一方、ドビュッシーの「月の光」をSEに厳かな雰囲気で始まった、本日唯一の男性バンドabout tess。ツイン・ドラム、ツイン・ベース、ツイン・ギターという特異な6人編成のインスト・バンドから生み出されるグルーヴは、無駄ひとつない轟音の賜物だ。オフィシャル・サイトに自分たちのライヴのことを"<観る><聴く>というよりは<体感する>するもの"と紹介していたが、まさにその通り。体の芯まで音が響いて、彼らの演奏と共に気持ちが高揚してしまう。圧倒的なテクニックを情熱的に魅せ付けられて、まるで音でガツンと殴られたみたいにくらくらしてしまった。
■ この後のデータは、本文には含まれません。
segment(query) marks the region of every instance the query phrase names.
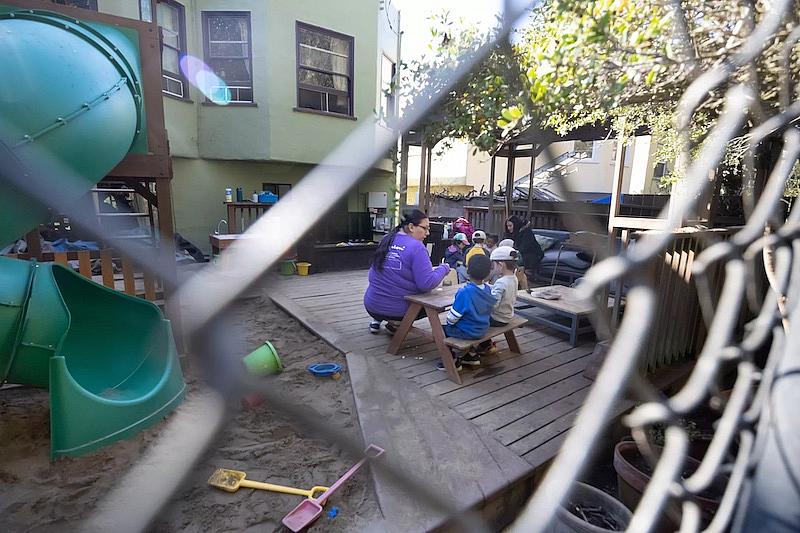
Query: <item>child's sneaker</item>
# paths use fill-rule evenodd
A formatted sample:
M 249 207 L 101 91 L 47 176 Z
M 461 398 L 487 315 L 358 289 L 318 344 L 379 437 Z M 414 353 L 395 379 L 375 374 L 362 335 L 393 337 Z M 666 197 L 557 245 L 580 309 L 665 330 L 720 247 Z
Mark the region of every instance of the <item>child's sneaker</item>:
M 464 368 L 461 366 L 461 359 L 453 359 L 453 363 L 455 363 L 456 370 L 459 372 L 461 372 L 461 370 Z M 444 362 L 442 362 L 441 359 L 439 359 L 439 361 L 436 363 L 436 370 L 444 370 L 445 372 L 447 371 L 447 369 L 444 367 Z
M 476 353 L 470 352 L 461 357 L 461 364 L 467 366 L 481 366 L 481 357 Z
M 488 348 L 486 348 L 485 350 L 480 350 L 478 352 L 478 354 L 480 354 L 480 355 L 495 355 L 497 352 L 499 352 L 500 349 L 497 348 L 497 344 L 494 341 L 491 341 L 491 342 L 492 342 L 492 344 L 490 344 Z

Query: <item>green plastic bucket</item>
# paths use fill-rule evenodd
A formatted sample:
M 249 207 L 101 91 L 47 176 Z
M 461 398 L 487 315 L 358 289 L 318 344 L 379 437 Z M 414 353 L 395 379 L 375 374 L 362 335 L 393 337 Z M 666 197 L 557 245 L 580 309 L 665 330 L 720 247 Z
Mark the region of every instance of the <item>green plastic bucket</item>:
M 254 376 L 278 374 L 283 370 L 278 352 L 269 341 L 246 355 L 242 362 L 247 372 Z
M 295 272 L 297 272 L 297 267 L 295 266 L 294 261 L 291 259 L 285 259 L 281 261 L 281 275 L 293 276 Z

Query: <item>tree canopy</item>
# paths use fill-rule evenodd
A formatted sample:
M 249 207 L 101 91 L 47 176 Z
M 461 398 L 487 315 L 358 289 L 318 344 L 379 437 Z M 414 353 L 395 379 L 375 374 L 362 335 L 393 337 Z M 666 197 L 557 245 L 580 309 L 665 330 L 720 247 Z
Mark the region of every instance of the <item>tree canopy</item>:
M 691 122 L 699 144 L 713 127 L 734 83 L 761 95 L 755 114 L 777 113 L 798 97 L 800 0 L 763 43 L 754 61 L 733 68 L 705 95 Z M 426 126 L 434 139 L 464 138 L 496 150 L 529 124 L 564 133 L 608 122 L 623 134 L 646 125 L 659 139 L 661 160 L 677 153 L 674 118 L 686 88 L 703 72 L 733 59 L 756 25 L 780 2 L 757 0 L 553 0 L 535 8 L 512 38 L 496 43 L 480 67 L 449 91 L 441 115 Z M 426 86 L 499 31 L 488 32 L 441 15 L 433 20 L 430 53 L 412 63 L 407 93 Z M 798 30 L 800 31 L 800 30 Z M 412 89 L 413 88 L 413 89 Z M 619 119 L 625 118 L 625 121 Z M 738 155 L 732 143 L 730 157 Z

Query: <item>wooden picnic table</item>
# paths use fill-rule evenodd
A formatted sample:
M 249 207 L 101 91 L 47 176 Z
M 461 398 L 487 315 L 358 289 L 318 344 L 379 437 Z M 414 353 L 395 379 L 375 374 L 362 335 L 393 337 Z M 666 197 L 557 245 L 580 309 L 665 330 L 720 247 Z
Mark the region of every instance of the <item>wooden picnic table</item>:
M 431 335 L 436 343 L 436 348 L 439 351 L 439 355 L 442 358 L 442 363 L 447 371 L 447 376 L 459 385 L 461 384 L 461 376 L 456 370 L 455 361 L 453 360 L 453 352 L 450 351 L 449 345 L 459 349 L 469 349 L 470 345 L 483 340 L 491 339 L 496 335 L 503 334 L 508 341 L 511 351 L 520 353 L 519 344 L 514 336 L 514 329 L 527 323 L 527 320 L 525 319 L 515 318 L 506 326 L 489 328 L 489 331 L 486 332 L 486 335 L 484 335 L 482 339 L 447 339 L 441 319 L 439 318 L 439 313 L 446 311 L 453 305 L 456 292 L 461 287 L 463 287 L 463 285 L 440 287 L 425 294 L 413 294 L 411 296 L 406 296 L 406 300 L 408 300 L 410 305 L 408 306 L 408 310 L 406 311 L 402 322 L 400 322 L 400 326 L 397 328 L 394 338 L 387 349 L 387 351 L 391 354 L 397 354 L 397 352 L 400 351 L 400 345 L 414 327 L 414 322 L 417 320 L 420 311 L 424 309 L 425 314 L 428 316 L 428 322 L 431 325 Z
M 537 298 L 533 296 L 536 291 L 548 290 L 558 294 L 557 300 L 547 300 L 545 298 Z M 568 319 L 568 324 L 563 324 L 556 320 L 547 318 L 541 315 L 531 315 L 529 319 L 549 326 L 558 331 L 569 334 L 569 343 L 573 346 L 578 342 L 578 335 L 593 331 L 591 324 L 581 325 L 581 321 L 586 319 L 595 310 L 595 303 L 592 300 L 587 300 L 578 297 L 578 291 L 563 285 L 553 285 L 550 287 L 538 287 L 530 289 L 533 294 L 526 290 L 517 292 L 517 303 L 523 305 L 518 306 L 519 309 L 526 309 L 531 307 L 538 307 L 545 309 L 555 315 L 562 316 Z M 608 307 L 614 306 L 614 299 L 608 299 Z
M 459 288 L 461 288 L 461 285 L 452 285 L 450 287 L 439 287 L 424 294 L 406 296 L 406 300 L 408 300 L 410 305 L 392 338 L 392 342 L 389 343 L 387 351 L 391 354 L 396 354 L 400 351 L 400 345 L 403 344 L 409 331 L 414 327 L 414 321 L 417 319 L 417 315 L 419 315 L 422 309 L 425 309 L 425 314 L 428 315 L 428 322 L 431 325 L 431 335 L 433 336 L 433 341 L 436 343 L 436 348 L 439 350 L 439 355 L 442 357 L 447 375 L 451 380 L 460 385 L 461 376 L 458 375 L 458 371 L 456 370 L 453 352 L 451 352 L 450 347 L 445 344 L 444 328 L 439 320 L 439 313 L 446 311 L 453 305 L 453 300 Z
そして本日のリリース・パーティーの主役、amenotoが登場。4月にリリースしたデビュー・ミニ・アルバム『すべて、憂鬱な夜のために』よりリード曲「ハロー」で高らかにスタートした。歌うことでしか消化されない寂しさ、悲しみ、降り積もる不安を音に託すように彼女は凛とステージに立っていた。その姿はまるで雪原の中で歌うかのように冷たく、美しい。UKロックやシューゲイザーを感じさせるディストーションの効いたサウンドと、ガラス細工でできたかのような彼女の儚く切ない歌声が絶妙に重なり合い、ライヴハウスを越えてどこまでも高く遠くまで響いていくようだ。ライヴ中盤では1st EPより「ゲシュタルト崩壊」も披露。彼女はインタビューで"悲しかったことを忘れたくない。なかったことにしたくない"と話していた。社会から取り残されてしまった孤独な痛みや悲しみを彼女が丁寧に拾ってくれることで、不器用にしか生きることのできない人がどれだけ救われることだろう。生きていることを証明するように必死に音を刻み込む姿は、つかめばどろりと溶けてしまいそうな危うさすら感じさせる。ミニ・アルバム収録曲「凡庸に回す」、「ぼくは、ぼくら。」と続き、激しいイントロが印象的な「ハーモニー」が鳴り響く。そこから一転して歌われるメロディは美しく、白黒の世界に色をつけていくような鮮やかな曲だ。ネガティヴな感情を音に乗せることによって、孤独だった感情にまるで少しだけ光が差し込むよう。それは安心感のような温もりだ。彼女にしか歌えない歌で、不安定な毎日をどこまでも照らしてほしいと切に思った。慟哭のような「仲間はずれ」を感情をぶつけるように演奏し、本編は終了した。MCは少ないが、感情を込めた音を全力で鳴らす彼女の想いは、会場にいたオーディエンスに隅々まで鮮烈な印象を与えたことだろう。そしてアンコールの「雨を待つ」を聴いて、"雨が降る夜はすぐに眠れる"という話をふと思い出した。雨の音にはヒーリング効果があって、安眠効果があるのだ。安らぎを求めたくなる夜、真っ先に思い出すのは彼女の曲だろうな、と考えながら余韻を噛み締めて梅雨晴れの下を歩き出した。